Branden Allen is an Astronomer, Planetary Scientist, and technologist who has spent the bulk of his career at the intersection of detector development, aerospace, and the space sciences.  He began his graduate studies at UC Irvine on the Milagro telescope, a ground-based large area cosmic- and gamma-ray all-sky monitor built to study extremely energetic astrophysical phenomena at TeV energies and transitioned to the development of spaceflight X- and gamma-ray detector technologies after moving to the Center for Astrophysics | Harvard-Smithsonian in 2007. There, he played a leading role in 2 successful high-altitude balloon campaigns as well as the conception, design and operation of a soft X-ray (0.3--10 keV) imaging spectrometer for the OSIRIS-REx asteroid sample return mission to help carry out in situ global characterization of the near Earth asteroid, 101955 Bennu. 

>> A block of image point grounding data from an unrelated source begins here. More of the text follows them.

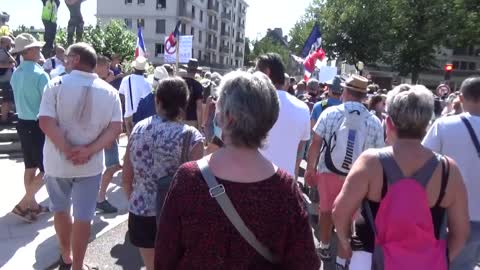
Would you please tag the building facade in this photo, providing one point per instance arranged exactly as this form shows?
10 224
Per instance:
217 26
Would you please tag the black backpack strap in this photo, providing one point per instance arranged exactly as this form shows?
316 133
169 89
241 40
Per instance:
473 136
445 176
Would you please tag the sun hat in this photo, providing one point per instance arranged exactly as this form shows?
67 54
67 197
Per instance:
356 83
26 41
140 63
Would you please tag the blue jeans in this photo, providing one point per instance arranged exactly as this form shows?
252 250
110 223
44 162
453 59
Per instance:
468 257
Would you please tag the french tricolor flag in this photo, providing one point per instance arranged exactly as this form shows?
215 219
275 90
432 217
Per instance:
312 51
140 49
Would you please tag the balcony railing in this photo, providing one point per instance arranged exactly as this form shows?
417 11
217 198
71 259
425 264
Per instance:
225 33
227 16
212 45
224 49
213 6
213 26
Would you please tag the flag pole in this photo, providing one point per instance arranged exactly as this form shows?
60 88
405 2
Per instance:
177 47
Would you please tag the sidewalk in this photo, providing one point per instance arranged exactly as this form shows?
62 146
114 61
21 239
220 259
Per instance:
34 246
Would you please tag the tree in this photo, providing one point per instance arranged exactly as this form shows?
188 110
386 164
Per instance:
418 29
107 40
267 45
402 33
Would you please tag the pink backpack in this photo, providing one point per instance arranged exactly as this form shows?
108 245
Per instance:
405 235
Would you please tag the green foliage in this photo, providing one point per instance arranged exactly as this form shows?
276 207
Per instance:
267 45
106 39
402 33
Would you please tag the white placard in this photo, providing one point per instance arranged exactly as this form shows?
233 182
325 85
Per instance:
185 49
326 74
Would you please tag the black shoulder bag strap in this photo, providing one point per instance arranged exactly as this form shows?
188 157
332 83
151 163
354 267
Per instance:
130 89
217 191
473 136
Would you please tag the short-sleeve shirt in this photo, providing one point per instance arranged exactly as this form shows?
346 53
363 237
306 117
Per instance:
155 152
5 73
196 93
318 107
292 126
28 83
140 87
83 105
330 121
449 136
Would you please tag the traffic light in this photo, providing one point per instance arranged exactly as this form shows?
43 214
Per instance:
448 71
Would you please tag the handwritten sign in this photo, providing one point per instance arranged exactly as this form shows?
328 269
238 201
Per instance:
185 51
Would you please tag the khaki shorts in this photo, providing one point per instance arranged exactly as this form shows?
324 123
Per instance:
329 186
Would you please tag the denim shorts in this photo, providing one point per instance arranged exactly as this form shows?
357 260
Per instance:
111 155
81 192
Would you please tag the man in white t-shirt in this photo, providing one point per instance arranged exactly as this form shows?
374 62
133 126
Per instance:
80 115
450 136
292 129
133 88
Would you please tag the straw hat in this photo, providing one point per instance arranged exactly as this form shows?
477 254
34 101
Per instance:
140 63
356 83
26 41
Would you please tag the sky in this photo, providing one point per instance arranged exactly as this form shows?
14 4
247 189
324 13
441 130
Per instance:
261 14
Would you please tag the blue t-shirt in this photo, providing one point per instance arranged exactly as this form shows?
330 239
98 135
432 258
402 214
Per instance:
318 108
28 83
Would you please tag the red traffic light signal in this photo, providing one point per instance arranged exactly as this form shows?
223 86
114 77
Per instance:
448 67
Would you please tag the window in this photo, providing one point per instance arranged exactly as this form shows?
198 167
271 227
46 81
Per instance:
128 23
161 4
160 27
141 23
183 28
159 49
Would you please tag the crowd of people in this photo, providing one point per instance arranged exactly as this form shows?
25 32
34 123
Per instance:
212 162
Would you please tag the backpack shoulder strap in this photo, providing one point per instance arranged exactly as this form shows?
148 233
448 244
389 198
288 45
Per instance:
473 136
424 174
130 90
217 191
391 170
445 176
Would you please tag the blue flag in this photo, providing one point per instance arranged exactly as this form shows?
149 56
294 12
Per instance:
314 41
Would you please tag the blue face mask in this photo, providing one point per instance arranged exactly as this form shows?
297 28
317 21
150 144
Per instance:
216 130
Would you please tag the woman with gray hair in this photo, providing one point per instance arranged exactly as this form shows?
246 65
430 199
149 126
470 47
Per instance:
432 192
194 232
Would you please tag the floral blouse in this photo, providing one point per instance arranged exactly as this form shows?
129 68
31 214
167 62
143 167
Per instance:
155 152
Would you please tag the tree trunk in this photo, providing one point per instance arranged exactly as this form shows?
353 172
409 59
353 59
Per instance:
415 75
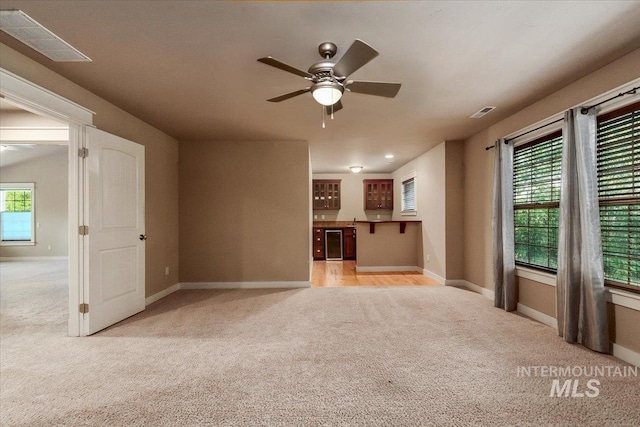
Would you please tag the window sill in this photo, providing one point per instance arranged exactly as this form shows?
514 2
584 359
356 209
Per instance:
536 275
17 243
615 296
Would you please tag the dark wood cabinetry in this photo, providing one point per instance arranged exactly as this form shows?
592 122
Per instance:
348 242
378 194
326 194
318 243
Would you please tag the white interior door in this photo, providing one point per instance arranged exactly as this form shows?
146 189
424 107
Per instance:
114 246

He joined the University of Hawai’i at Manoa in Aug. 2024 and is the inaugural program lead for the Space Science and Engineering Initiative (SSEI): a collaborative effort between the College of Engineering (CoE) and Institute for Astronomy (IfA). There he has initiated (1) a new detector development program for the creation of the next generation of finely pixelated CdZnTe (CZT) and MCT Infrared detector arrays, (2) is leading the proposed Portable Lunar Observer for Volatiles, Environment and Resources (PLOVER), an instrument package designed for flexible deployment within the framework of the NASA-led Lunar Gateway and Artemis Programs, and (3) is developing concepts for future spaceflight opportunities in astrophysics.